Nuclear energy has been a controversial topic for many decades since its inception. Incidents like Three Mile Island, Chernobyl and Fukushima are infamous thanks to strong anti-nuclear sentiments amongst various groups that are against nuclear. Some of the arguments they put on the table is that nuclear poses harm to environment, is too expensive and is generally inefficient and unsafe. Well I thought I should take time and try to do some reality check with these arguments and see the facts behind words.
What is nuclear?
Nuclear technology uses the energy released by splitting the atoms of certain elements. It was developed for peaceful use as a source of electricity in the 1950s and is the most concentrated source of energy in the world. The nuclear industry is a truly a global power source with more than 440 reactors operating in 31 country generating around 10% of the world’s electricity and about 50 power reactors currently being constructed in 19 countries.
Twelve countries in 2019 produced at least one-quarter of their electricity from nuclear. France gets around three-quarters of its electricity from nuclear energy, Slovakia and Ukraine get more than half from nuclear, whilst Hungary, Belgium, Sweden, Slovenia, Bulgaria, Switzerland, Finland and Czech Republic get one-third or more. South Korea normally gets more than 30% of its electricity from nuclear, while in the USA, UK, Spain, Romania and Russia about one-fifth of electricity is from nuclear. Japan was used to relying on nuclear power for more than one-quarter of its electricity and is expected to return to somewhere near that level despite initial public concerns following Fukushima-Daiichi accident.

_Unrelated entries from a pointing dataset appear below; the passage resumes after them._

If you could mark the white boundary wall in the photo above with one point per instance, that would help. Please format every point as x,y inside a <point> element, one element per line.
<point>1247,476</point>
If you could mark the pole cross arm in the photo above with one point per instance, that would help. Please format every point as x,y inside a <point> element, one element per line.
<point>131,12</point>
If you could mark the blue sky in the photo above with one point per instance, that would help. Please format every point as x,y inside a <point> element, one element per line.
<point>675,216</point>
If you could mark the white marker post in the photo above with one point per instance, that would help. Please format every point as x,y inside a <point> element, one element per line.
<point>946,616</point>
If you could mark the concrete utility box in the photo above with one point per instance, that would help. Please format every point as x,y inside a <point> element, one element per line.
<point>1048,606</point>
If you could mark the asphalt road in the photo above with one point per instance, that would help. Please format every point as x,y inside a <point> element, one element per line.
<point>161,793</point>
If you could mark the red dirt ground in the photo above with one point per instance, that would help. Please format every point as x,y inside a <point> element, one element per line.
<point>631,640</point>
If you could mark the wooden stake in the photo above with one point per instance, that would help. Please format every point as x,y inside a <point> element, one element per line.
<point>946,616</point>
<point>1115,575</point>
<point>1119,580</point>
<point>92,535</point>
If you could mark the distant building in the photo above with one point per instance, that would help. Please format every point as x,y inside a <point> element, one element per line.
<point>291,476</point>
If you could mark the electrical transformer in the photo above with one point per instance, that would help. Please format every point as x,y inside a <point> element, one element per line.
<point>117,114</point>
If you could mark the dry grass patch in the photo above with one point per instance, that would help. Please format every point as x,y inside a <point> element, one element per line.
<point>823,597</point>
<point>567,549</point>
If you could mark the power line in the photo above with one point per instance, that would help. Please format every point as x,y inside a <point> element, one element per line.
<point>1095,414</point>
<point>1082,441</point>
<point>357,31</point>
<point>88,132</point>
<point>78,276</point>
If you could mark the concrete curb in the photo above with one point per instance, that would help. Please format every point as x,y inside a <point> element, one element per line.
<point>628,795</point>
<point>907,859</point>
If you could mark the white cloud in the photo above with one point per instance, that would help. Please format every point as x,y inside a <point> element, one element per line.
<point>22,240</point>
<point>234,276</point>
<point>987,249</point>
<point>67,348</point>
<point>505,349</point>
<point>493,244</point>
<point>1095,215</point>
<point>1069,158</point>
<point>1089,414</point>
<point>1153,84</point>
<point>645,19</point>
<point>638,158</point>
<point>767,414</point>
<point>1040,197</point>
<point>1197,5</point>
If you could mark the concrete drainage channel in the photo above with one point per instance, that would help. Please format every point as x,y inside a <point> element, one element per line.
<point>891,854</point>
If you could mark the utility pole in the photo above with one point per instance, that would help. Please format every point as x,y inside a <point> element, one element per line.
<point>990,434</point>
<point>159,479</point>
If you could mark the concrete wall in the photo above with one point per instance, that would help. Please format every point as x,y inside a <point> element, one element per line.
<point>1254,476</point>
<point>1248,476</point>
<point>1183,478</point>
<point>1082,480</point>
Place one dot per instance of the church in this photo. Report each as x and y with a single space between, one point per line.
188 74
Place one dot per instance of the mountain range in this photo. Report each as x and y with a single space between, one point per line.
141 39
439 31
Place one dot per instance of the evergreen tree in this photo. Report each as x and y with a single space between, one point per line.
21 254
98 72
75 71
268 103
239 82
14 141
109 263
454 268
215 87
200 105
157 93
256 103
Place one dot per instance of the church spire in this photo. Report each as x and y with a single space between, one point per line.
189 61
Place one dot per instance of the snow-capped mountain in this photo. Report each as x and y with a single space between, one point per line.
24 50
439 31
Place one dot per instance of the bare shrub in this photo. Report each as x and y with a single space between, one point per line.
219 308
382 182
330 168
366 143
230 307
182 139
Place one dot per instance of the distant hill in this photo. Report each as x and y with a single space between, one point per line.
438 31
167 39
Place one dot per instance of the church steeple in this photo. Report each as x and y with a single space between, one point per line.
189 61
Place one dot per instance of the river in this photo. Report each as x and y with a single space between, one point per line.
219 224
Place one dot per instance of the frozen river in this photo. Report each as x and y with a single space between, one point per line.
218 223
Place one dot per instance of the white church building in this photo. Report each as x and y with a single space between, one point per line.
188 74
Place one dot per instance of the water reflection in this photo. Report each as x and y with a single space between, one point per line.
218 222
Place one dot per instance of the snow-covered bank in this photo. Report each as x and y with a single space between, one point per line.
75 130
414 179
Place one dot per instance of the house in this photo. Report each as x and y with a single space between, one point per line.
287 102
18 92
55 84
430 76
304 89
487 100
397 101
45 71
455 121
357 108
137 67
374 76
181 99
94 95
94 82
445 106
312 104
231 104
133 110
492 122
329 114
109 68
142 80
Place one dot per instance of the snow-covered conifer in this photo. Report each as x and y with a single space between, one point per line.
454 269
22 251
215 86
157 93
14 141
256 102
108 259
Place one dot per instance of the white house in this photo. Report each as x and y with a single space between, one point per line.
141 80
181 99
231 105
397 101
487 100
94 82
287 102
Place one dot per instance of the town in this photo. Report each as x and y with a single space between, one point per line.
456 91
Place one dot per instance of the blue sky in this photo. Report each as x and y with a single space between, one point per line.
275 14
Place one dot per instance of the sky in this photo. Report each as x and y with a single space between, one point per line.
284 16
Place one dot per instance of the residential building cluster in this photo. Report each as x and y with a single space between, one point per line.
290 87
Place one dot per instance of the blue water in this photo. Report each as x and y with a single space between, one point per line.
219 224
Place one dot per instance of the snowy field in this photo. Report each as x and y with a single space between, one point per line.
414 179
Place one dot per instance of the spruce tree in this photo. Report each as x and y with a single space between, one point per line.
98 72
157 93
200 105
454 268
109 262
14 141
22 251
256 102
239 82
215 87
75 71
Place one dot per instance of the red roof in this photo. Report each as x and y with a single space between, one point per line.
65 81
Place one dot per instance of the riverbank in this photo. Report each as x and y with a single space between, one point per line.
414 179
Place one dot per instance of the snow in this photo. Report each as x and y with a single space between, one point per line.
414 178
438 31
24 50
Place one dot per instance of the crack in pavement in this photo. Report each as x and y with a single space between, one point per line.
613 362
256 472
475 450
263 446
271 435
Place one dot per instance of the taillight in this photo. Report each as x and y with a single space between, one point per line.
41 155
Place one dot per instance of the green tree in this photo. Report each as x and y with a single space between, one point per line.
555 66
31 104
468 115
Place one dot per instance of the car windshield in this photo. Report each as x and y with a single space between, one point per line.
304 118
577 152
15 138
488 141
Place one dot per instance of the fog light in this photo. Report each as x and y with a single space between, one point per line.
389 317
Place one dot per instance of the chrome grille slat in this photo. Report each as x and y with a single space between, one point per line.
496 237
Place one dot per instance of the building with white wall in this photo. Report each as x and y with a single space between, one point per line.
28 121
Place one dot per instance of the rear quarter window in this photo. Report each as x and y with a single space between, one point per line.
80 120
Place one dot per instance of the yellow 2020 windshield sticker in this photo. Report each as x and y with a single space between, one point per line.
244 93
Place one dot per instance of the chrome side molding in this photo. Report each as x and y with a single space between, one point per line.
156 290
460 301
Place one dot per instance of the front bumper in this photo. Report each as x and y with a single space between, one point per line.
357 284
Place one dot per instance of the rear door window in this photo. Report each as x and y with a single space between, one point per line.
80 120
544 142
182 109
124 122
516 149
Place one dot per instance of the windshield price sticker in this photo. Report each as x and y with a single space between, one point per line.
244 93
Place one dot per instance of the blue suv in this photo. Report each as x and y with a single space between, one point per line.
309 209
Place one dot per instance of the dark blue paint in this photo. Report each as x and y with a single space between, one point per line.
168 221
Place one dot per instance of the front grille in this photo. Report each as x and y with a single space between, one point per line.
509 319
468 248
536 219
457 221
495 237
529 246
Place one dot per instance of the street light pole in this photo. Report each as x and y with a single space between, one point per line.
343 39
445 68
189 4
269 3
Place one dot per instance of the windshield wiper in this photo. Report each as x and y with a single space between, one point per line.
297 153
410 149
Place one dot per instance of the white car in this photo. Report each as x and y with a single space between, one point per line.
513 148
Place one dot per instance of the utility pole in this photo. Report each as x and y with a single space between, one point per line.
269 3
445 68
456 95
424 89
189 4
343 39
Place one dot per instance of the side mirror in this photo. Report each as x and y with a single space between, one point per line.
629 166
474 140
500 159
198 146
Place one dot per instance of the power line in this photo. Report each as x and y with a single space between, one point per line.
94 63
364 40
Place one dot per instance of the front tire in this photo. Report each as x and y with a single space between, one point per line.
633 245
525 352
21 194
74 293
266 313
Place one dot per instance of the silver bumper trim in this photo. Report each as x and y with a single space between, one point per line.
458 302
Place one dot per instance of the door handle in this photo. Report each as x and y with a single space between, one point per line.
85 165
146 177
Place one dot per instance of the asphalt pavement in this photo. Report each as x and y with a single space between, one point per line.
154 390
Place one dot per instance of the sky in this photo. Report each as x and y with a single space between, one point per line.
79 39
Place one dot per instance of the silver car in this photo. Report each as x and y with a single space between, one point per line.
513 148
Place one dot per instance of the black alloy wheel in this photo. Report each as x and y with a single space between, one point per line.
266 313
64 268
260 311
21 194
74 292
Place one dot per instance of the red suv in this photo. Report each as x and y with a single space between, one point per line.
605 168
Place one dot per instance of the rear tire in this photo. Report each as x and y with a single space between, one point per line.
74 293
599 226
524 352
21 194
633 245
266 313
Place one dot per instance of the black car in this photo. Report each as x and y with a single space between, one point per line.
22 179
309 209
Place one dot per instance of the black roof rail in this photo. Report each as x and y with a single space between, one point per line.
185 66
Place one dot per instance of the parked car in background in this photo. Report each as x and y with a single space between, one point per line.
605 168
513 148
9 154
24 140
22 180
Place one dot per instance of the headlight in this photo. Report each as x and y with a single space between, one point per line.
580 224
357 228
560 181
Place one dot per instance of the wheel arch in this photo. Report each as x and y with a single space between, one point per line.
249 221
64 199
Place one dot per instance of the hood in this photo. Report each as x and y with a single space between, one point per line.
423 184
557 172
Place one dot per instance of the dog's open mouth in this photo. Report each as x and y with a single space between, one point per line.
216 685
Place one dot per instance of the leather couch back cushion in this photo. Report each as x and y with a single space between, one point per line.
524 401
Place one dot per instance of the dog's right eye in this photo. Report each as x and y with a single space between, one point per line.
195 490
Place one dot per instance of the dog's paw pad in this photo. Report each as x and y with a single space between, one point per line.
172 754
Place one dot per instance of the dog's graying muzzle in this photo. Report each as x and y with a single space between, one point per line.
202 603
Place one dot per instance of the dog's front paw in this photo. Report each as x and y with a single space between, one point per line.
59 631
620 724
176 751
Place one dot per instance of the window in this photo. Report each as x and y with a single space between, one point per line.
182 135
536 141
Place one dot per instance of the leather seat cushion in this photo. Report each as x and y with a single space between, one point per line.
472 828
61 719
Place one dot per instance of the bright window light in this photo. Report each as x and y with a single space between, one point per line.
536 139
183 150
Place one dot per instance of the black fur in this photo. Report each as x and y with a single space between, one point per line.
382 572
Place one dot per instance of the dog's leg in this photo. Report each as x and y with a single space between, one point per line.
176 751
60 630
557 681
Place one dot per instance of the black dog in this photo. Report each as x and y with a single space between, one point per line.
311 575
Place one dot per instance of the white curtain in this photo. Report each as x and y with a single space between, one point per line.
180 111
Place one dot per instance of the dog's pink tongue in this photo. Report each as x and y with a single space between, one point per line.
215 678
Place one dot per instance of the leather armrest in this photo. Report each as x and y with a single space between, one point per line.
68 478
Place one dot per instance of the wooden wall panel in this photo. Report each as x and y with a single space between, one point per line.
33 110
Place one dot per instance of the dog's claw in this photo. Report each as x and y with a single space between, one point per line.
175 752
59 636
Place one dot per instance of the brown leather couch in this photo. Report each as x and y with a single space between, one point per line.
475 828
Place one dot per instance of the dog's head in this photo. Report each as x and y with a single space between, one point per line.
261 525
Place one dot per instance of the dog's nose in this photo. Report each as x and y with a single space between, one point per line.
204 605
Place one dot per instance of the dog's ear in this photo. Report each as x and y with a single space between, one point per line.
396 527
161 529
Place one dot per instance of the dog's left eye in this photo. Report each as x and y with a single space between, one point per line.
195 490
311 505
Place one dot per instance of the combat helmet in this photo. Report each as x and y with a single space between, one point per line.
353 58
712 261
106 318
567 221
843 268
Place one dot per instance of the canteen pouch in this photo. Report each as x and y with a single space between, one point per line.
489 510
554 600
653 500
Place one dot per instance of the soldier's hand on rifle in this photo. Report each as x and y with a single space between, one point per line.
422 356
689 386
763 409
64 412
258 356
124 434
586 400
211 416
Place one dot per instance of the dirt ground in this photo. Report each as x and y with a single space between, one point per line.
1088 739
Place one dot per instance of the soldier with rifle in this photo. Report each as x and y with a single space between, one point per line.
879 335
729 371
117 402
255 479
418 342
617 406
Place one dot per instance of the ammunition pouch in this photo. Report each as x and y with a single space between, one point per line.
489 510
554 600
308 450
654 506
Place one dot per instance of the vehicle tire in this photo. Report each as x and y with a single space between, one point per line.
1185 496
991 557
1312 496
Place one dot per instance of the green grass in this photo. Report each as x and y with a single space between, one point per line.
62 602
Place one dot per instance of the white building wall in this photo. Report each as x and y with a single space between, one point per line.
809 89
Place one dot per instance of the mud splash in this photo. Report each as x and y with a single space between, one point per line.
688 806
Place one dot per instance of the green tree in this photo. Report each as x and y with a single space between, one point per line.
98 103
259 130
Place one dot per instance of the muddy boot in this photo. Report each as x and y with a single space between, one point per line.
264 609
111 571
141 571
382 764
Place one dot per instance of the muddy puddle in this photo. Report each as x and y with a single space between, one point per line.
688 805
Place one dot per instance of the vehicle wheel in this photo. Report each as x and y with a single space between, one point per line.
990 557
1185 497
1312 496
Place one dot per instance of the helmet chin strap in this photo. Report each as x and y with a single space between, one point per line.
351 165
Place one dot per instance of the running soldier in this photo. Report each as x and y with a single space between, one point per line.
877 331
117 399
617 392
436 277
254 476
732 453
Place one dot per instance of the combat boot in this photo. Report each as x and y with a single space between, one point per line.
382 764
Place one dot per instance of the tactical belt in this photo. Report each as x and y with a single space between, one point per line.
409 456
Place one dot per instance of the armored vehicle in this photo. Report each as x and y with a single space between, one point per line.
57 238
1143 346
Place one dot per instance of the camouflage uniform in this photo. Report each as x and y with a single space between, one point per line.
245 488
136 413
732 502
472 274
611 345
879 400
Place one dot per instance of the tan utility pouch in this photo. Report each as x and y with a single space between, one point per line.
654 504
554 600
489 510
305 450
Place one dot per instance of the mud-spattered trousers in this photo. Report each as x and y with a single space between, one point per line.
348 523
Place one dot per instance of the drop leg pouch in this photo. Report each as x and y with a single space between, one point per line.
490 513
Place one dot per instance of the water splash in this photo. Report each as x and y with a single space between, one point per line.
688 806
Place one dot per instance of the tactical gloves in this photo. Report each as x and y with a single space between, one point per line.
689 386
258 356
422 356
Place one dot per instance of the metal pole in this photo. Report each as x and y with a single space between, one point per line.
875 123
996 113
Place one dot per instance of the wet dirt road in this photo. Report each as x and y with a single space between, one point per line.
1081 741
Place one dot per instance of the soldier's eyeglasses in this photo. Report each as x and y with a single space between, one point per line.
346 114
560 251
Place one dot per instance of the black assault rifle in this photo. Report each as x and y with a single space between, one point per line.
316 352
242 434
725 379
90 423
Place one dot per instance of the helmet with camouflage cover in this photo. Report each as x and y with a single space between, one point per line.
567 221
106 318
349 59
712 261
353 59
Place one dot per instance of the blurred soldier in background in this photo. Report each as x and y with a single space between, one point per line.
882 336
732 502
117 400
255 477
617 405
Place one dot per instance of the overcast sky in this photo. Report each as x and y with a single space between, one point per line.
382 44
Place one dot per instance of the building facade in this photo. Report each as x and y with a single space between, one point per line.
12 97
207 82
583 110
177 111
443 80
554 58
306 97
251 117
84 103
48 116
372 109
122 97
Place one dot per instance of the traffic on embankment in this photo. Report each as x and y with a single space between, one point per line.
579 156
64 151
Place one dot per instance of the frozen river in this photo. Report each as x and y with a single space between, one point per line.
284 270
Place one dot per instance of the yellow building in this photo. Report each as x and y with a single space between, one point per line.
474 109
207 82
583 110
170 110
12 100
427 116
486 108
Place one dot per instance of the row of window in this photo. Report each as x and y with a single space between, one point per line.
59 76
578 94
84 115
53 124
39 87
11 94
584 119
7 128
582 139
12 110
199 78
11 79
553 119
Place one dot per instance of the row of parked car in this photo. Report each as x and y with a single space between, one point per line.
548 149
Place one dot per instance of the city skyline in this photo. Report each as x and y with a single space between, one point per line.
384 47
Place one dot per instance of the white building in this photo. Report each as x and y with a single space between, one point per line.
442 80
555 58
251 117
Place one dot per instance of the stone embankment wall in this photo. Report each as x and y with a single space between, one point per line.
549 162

Nuclear is helping environment more than other power sources
Studies have repeatedly shown that nuclear energy is a low-emitting source of electricity production with the lowest amount of carbon dioxide equivalent per unit of energy produced when considering total life-cycle emissions. On a life-cycle basis, nuclear power emits just a few grams of CO2 equivalent per kWh of electricity produced. The UK Sustainable Development Commission report in March 2006 gave a figure of 16 g/kWh for nuclear, compared with 891 g/kWh for coal and 356 g/kWh for gas. Most important is that the majority of CO2 emissions from the life-cycle of nuclear power are produced during construction, stemming from cement and steel production, and component manufacturing.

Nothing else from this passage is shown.